Maïté Marra imagine que le réalisateur de North by Northwest, Alfred Hitchcock, est aussi le spectateur de Only Angels Have Wings et que les deux films se font écho. Entre tragédie et comédie, le motif de l’allumette ponctue le deuxième cité. Cary Grant, qui y joue Geoffrey Carter, pilote, n’en possède pas, il doit sans cesse quémander l’objet. À l’origine du feu sacré :
CARTER. – Got a match ?
BONNIE.– Don’t you ever have any ?
CARTER.– Don’t believe in laying in a supply of anything.
BONNIE.– Matches, marbles, money or women ?
CARTER.– That’s right.
BONNIE.– No looking ahead – no tomorrows – juste today ?
CARTER.– That’s right.

Mal engagé, malentendu, méprise, épuisement. Le cran d’arrêt à l’exacte mesure exponentielle.
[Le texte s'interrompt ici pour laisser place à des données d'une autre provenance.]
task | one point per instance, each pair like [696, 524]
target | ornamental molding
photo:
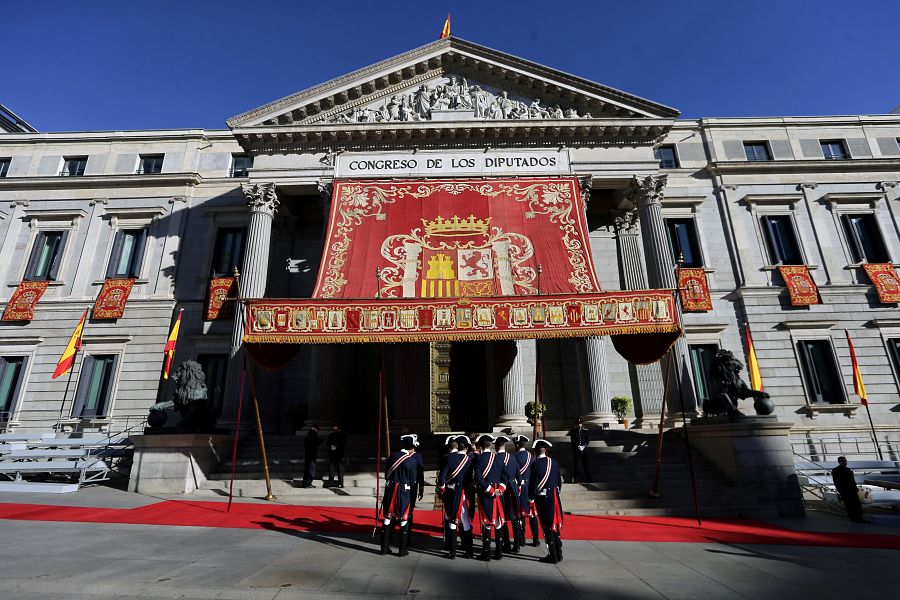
[261, 197]
[432, 65]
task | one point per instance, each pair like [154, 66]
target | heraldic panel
[431, 260]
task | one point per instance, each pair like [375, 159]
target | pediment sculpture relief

Faire feu de tout bois.

DURGENCE LAMOUR est un cri silencieux. Everywhere. Nulle part. La grande illusion. Invitation. Arnaque ! Sous-tend. Se dérobe. Se tait. Se joue. Pudique. Hurlé. Absent. Polymorphe. Épuisé. Renouvelé. Feint. Multiple. Échappe. Enserre. Déborde. Se heurte. Insaisissable. Incontrôlable. Surgit. Resurgit. Luminescent. Se camoufle. Travesti. N’en finit point de mourir, n’en finit pas de renaître. Inépuisable boucle. Quête de vitalité. Sentiment polichinelle.

Tenir hors de portée des enfants.

Dites moi à quel feu à vous vous brûlez, je vous dirai qui vous êtes.

Alfred Hitchcock, North by Northwest (La Mort aux trousses), 1959, 136 min.

© Metro-Goldwyn-Mayer et Loew’s Incorporated

Méfiez-vous des clichés, des archétypes. De la plasticité de Cary Grant. Sachez déceler le trouble dans la sûreté la plus assurée. Des initiales peuvent être matrices. Maïté Marra craque ses allumettes à la surface du cuivre, de l’encre, de la feuille… mouillée. Pour que ça matche, le taille-doucier sait qu’il faut que le papier soit amoureux. D’un baiser l’éprouver. Maïté Marra s’empare de la technique de l’estampe la plus manuelle, la plus tactile.

Un souffle s’écrit, dit l’autre. Relie des feuillets mobiles. À caresser.

Il n’y aura de film que si vous acceptez de vous prêter au montage. De devenir personnage. Tenter de faire figure. Vivre, un peu plus loin, de fiction en fiction.

CARTER.– Oh… got a match ?
BONNIE.– Say, don’t you think it’s about time you started carrying some ?

C’est elle. Qui souffle la flamme de l’allumette. C’est elle encore qui menace Cary à bout portant. Retournement de clichés genrés. Nulle partie n’est jouée d’avance. Il y aura toujours la possibilité de gratter. Et, dans une expiration, éteindre ou étreindre.

Howard Hawks, Only Angels Have Wings (Seuls les anges ont des ailes), 1939, 121 min.